Так и рвется душаИз груди молодой,Просит воли она,Просит жизни другой!
Взгляд Александры Михайловны встретился с глазами Вукола.
После концерта пошли пить чай к Листратовым: все были в приподнятом настроении. Говорили о театре и артистах, призванных повышать настроение людей, приподнимать их над буднями жизни.
— Вот так они и ездят всегда вдвоем? — спросила Сашенька.
— Да нет же! — засмеялся Кирилл, — на следующий сезон он с другой поедет, а она с другим!..
— Ну, пожалуй, такая жизнь только со сцены и кажется счастливой, — возразила Ирина, — а теневая сторона у них есть, да еще какая! Ведь только с галерки кажется праздником это пение, а на самом деле оно — тяжелый труд! Как вы думаете, Вукол? Вы тоже, может быть, артистом будете?.
— Нет! — убежденно сказал он, — артистом я не буду. Это не только труд, но и призвание! Но у нас всех есть другое призвание! Музыка для меня — мое личное удовольствие, и только!.. В настоящее время — маленький заработок. Я — крестьянин и не могу порвать с теми массами людей, среди которых вырос! В городе я — для ученья, а потом — к ним, обратно! Иначе будет потеряна цель в жизни!.. Вот мое призвание!
— Милый Вукол, — усмехнулась Ирина, — вы еще и сами не знаете вашего призвания!

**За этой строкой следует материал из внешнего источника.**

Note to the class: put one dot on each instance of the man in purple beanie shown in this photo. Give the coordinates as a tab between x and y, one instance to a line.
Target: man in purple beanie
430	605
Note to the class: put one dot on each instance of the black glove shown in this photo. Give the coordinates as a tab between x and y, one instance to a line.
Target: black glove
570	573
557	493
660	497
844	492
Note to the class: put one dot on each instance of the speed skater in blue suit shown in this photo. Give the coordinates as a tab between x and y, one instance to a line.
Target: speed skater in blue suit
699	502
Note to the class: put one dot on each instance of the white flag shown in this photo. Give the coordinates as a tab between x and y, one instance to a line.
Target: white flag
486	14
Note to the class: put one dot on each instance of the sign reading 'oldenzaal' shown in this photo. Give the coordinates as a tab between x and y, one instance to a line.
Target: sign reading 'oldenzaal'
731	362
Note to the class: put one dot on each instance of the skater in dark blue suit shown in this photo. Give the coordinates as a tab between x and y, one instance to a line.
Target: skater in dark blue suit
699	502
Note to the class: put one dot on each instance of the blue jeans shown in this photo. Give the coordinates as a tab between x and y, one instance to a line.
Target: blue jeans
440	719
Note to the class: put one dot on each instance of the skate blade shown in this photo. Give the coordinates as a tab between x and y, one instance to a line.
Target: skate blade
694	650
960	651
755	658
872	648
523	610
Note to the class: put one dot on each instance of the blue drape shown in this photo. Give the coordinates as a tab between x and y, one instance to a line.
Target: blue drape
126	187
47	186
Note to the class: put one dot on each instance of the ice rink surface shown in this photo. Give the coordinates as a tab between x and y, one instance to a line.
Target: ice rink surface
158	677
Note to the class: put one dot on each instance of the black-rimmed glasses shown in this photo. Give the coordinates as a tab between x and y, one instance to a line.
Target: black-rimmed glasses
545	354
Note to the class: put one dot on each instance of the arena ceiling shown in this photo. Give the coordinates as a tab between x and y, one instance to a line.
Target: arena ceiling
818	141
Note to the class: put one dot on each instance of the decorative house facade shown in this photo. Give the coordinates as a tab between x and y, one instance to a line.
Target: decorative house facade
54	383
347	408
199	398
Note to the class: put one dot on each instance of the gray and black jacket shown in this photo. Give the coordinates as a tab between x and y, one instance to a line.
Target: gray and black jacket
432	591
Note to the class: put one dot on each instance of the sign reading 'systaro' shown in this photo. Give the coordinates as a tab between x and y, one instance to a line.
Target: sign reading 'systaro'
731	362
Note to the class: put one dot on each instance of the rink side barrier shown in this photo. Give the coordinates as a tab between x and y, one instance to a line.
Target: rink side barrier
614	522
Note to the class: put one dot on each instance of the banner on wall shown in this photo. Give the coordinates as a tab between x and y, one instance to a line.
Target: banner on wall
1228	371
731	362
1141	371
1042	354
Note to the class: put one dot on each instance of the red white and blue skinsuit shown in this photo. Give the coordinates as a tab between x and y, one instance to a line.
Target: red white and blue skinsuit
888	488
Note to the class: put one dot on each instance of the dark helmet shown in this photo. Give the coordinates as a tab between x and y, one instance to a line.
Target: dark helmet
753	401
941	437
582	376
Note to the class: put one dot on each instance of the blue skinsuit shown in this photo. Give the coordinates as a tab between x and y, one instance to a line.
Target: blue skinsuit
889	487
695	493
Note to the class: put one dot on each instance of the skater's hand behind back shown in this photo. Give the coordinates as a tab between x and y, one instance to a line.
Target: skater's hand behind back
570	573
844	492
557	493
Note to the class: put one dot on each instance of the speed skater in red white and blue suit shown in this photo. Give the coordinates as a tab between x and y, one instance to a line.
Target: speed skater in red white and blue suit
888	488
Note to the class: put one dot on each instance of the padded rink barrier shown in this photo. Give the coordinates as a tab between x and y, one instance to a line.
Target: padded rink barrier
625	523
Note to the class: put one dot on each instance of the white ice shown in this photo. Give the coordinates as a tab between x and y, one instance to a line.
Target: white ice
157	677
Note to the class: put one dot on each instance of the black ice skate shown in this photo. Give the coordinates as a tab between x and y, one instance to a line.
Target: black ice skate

— Нет, он молодец! — похвалил Вукола Кирилл. — Надо нам помнить, что мы крестьянская интеллигенция! Если все мы будем прятаться от жизни под стеклянный колпак искусства — мы не выполним своего исторического назначения. А когда однажды придет революция, появятся вместо кающихся дворян кающиеся интеллигенты! Но с другой стороны — сколько истинно талантливых людей борются со своим талантом, душат его в себе именно из-за интеллигентской обязанности идти к народу, идти в революцию! Примеры у нас перед глазами: Клим, удушающий в себе писателя, или Ильин, которого посылают на сцену, а он говорит: «Когда придет революция, брошу это самое пение и удеру к мужику!» Вот и Сашенька, молодая девица, стремящаяся к свету, не мыслит себя иначе, как на деревенской работе.
— А как же? — беспечно ответила Сашенька. — Ведь я же сельская учительница!